Logomarca

Um jornal a serviço do MS. Desde 2007 | Terça, 23 de Abril de 2024

Esporte

Brasil jogará em estádio que foi palco de tortura e "fantasmas" foram vistos

Inaugurado pela presidenta após ampliação, palco que pode receber Seleção em três jogos em Concepción tem relatos do regime militar e funcionária que vê assombrações

GloboEsporte

27 de Junho de 2015 - 07:08

O palco que vai receber a partida deste sábado da seleção brasileira contra o Paraguai está diferente. Inaugurado nesta quinta-feira pela presidenta da república, Michelle Bachelet, tem sistema de iluminação moderno, cobertura, aparência de recém-saído do forno. Obras que não apagam, porém, a história do estádio municipal de Concepción, local de prisões e torturas políticas na época da ditadura chilena e com fama de mal-assombrado.

O Ester Roa Rebolledo, nome da primeira prefeita mulher do município, não recebe futebol desde agosto de 2013. A obra foi marcada por atrasos e greves que a tornaram ainda mais cara, e fizeram da busca por recursos uma corrida desenfreada.
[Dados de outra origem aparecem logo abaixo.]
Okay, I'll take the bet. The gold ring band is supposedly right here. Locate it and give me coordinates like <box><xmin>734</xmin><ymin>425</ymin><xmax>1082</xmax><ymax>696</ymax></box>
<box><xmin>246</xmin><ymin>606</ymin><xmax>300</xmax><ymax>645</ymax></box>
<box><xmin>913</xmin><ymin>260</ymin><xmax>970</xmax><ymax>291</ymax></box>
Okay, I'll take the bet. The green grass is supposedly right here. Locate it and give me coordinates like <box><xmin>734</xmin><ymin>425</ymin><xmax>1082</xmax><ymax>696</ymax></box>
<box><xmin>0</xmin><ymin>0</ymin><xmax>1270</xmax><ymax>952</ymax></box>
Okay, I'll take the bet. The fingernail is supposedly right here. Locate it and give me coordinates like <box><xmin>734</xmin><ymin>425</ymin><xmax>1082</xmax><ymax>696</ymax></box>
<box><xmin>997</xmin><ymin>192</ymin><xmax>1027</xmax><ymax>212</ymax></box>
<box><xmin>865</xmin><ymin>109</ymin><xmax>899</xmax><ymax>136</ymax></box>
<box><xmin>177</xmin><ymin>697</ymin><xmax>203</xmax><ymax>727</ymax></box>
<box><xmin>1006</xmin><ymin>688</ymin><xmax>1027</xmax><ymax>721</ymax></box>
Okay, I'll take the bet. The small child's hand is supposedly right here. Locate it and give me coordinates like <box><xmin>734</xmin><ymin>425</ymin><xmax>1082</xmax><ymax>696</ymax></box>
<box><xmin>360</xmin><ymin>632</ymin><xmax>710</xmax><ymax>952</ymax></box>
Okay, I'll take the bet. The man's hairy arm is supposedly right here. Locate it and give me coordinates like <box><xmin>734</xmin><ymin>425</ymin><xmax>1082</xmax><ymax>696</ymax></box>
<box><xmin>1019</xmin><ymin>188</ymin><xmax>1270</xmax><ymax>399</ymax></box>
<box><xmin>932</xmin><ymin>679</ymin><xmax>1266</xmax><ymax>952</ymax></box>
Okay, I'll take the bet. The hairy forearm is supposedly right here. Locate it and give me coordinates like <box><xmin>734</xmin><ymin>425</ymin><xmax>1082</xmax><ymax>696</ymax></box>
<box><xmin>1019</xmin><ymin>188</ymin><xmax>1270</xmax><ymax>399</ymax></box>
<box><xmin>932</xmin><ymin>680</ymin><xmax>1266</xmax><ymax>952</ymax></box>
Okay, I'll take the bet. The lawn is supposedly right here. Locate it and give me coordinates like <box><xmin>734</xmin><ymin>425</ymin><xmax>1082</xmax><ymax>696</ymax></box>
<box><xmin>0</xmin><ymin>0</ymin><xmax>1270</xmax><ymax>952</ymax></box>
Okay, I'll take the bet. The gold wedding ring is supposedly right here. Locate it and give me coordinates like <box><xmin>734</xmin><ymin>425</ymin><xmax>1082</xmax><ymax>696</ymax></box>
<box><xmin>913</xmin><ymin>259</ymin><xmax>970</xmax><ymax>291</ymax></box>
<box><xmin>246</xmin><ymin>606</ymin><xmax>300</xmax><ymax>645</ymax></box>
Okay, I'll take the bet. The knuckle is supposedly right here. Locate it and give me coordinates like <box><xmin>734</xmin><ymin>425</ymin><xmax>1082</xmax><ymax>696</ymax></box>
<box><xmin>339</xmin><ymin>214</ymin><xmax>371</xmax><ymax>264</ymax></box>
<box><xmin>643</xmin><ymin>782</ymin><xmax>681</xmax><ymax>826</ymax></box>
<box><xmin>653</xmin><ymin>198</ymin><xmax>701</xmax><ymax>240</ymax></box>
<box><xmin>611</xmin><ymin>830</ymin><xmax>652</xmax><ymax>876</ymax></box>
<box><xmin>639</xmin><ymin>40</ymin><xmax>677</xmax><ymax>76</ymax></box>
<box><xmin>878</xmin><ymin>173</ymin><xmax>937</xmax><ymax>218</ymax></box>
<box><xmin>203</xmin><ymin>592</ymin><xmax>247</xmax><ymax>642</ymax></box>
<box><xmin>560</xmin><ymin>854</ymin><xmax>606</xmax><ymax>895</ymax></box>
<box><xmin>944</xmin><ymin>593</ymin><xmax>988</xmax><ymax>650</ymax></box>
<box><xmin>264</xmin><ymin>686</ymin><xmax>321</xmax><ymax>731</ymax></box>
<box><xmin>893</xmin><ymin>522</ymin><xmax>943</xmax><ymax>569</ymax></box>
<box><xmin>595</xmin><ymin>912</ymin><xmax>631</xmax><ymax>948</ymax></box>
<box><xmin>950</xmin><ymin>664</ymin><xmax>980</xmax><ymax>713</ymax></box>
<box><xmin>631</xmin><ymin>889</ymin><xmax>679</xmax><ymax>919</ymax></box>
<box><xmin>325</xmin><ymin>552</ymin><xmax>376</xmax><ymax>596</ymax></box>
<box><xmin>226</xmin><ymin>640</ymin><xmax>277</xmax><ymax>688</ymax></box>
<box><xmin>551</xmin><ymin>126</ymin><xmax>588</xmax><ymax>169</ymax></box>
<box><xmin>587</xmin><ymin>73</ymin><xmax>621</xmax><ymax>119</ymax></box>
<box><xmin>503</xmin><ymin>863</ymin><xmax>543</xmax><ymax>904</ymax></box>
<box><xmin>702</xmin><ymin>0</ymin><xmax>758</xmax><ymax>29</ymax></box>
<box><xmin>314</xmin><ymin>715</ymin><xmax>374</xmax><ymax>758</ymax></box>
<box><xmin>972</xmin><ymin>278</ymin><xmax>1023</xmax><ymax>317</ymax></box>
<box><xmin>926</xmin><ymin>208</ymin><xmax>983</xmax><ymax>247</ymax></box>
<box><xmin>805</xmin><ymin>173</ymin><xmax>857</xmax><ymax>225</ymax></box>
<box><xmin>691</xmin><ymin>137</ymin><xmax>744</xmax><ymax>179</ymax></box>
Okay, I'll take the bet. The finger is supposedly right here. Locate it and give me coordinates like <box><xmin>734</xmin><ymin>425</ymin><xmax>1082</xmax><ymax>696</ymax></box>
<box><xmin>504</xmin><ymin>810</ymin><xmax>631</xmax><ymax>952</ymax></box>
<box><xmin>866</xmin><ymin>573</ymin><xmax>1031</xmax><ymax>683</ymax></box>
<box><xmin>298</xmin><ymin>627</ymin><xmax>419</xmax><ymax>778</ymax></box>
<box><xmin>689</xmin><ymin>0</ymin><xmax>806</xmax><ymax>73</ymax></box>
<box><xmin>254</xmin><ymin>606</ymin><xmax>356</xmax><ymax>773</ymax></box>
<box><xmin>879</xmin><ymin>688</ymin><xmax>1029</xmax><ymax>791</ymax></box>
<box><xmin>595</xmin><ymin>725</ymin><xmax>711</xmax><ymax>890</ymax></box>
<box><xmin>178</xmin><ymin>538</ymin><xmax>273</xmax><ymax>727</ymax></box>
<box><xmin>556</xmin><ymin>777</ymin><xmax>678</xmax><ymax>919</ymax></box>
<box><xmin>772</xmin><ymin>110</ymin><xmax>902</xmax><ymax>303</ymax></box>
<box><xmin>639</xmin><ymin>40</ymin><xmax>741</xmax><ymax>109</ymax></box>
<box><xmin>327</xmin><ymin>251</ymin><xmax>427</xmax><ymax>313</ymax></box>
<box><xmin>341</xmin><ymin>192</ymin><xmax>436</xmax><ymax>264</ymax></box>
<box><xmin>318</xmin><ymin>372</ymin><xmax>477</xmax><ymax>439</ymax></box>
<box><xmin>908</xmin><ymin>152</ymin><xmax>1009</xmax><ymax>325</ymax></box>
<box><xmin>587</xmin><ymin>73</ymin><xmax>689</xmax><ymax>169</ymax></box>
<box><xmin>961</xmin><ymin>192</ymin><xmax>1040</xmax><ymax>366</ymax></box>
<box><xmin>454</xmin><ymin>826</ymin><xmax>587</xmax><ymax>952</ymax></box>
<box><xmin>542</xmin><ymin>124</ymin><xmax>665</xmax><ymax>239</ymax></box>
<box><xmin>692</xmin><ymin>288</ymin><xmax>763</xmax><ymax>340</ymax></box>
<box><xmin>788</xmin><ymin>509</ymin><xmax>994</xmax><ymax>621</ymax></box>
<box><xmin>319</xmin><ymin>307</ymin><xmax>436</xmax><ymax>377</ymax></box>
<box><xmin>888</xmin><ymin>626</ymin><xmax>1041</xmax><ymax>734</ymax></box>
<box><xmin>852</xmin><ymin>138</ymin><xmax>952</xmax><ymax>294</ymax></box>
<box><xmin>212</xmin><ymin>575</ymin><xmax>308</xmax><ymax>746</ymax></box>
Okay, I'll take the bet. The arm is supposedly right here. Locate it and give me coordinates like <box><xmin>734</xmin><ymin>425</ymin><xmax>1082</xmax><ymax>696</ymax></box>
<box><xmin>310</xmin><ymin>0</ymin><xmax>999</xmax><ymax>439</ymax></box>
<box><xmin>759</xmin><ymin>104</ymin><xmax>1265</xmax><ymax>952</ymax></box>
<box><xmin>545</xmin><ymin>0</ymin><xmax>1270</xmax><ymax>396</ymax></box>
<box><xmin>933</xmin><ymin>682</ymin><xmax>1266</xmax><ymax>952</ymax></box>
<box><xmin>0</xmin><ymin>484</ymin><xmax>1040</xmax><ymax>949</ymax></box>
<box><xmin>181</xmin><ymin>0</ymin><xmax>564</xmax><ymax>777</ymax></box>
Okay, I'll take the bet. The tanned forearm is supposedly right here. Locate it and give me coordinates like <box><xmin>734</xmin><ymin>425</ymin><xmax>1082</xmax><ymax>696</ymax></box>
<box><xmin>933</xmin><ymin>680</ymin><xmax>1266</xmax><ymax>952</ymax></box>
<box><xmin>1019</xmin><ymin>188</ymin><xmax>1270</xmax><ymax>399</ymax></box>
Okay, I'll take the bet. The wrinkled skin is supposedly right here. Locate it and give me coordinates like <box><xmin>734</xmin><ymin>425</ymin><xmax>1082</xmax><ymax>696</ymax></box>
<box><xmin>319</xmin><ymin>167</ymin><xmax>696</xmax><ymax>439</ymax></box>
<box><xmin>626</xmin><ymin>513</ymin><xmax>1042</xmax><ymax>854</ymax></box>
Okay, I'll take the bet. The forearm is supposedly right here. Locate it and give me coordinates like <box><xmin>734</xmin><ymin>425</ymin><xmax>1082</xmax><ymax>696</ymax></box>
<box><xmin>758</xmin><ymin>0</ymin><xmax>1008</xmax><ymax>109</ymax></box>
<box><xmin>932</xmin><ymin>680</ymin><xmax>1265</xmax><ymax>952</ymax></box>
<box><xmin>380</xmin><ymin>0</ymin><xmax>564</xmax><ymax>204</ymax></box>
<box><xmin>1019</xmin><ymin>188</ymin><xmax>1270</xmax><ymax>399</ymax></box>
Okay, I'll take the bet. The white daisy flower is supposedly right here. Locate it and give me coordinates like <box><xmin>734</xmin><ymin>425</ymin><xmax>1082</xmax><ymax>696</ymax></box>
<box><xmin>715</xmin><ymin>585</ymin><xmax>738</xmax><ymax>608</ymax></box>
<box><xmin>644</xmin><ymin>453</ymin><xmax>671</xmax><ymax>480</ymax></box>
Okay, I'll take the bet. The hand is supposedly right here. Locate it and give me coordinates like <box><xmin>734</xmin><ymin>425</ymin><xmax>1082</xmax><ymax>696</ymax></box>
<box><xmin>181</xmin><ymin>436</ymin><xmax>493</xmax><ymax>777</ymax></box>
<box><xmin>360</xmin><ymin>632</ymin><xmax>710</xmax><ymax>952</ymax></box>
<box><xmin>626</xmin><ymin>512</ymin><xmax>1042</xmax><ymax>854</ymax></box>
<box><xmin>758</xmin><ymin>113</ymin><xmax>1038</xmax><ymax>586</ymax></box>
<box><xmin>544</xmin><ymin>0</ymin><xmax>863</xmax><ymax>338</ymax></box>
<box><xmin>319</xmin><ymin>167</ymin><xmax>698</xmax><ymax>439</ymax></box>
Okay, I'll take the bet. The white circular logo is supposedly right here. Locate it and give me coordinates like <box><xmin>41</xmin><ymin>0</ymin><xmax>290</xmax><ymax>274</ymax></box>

Cenário bem semelhante ao que se viu no Brasil durante os preparos para a última Copa do Mundo.

Empecilhos superados, o estádio ficou quase pronto. Ainda faltam alguns detalhes. Um deles é uma placa que homenageia todos os que ali foram prisioneiros políticos, há mais de 40 anos, durante o regime militar.

A partir do golpe de 1973, estádios de futebol se tornaram arenas de sofrimento. O de Concepción, que receberá a seleção brasileira neste sábado, na época era chamado de Regional e teve uma noite marcante entre tantas de agonia. 

Em 19 de janeiro de 74, prisioneiros foram transferidos a outro local. Em 2009, Gabriel Reyes Arriagada, sobrevivente da ditadura, relatou no portal “Tribuna de Bio Bío”: “várias dezenas de habitantes transitórios do campo esportivo, homens e mulheres, foram chamados e fichados pela enésima vez. A diferença é que dessa vez foram fotografados e orientados a tirar suas coisas de suas celas improvisadas. (...) talvez essa noite seja uma das mais difíceis de ser esquecida. Foi informado que cada um de nós poderia escrever uma carta a seus familiares mais próximos (...) de imediato surgiu a ideia de que nos fuzilariam ou jogariam ao mar”.

Em janeiro de 2013, dois meses antes do início das obras, um grupo de antigos prisioneiros solicitou que a placa instaurada no local em respeito aos perseguidos fosse preservada na remodelação do estádio.

Nesta quinta-feira, voluntários da Copa América e secretários do estádio informaram que ela estava sendo limpa, e voltaria ao mesmo lugar. Não confirmaram se antes ou depois das partidas válidas pelo torneio.

Aparentemente, Dunga e seus jogadores encontrarão um gramado em boas condições no treino desta sexta-feira e na partida de sábado. Mas os cuidados são redobrados. Se chover, essa última atividade antes da partida será transferida para outro estádio.

Se o Brasil vencer o Paraguai, disputará a semifinal contra Argentina ou Colômbia também no estádio Ester Roa. E ainda poderá haver uma terceira partida consecutiva se a Seleção for derrotada nessa semifinal. A decisão do terceiro lugar está marcada para Concepción. Ou seja, um convívio mais longo com um local que carregou fama de mal-assombrado.

O histórico de fatos aterrorizantes pode interferir na mente das pessoas. Maria Neira, antiga funcionária do Collao (apelido do estádio), declarou ao “La Estrella” que via e ouvia “coisas”.

– Estava com minha filha e minha sobrinha, e escutamos que começaram a golpear com muita força uma porta. Era um ruído desesperado. Fui ver e não havia nada. Passam pessoas atrás de mim – afirmou ao veículo.

Nesta quinta-feira, o prefeito de Concepción, Alvaro Ortiz, e a presidenta Michelle Bachelet, entre outras autoridades, inauguraram o local com discursos, presentes, afagos e sorrisos. Não falaram dos protestos de professores e estudantes que ocorriam do lado de fora, muito menos do passado de torturas e da fama de assombrações.

– Quanto nós não sofremos para chegar até aqui – questionou o prefeito, provavelmente sem notar que muitos sofreram bem mais do que ele.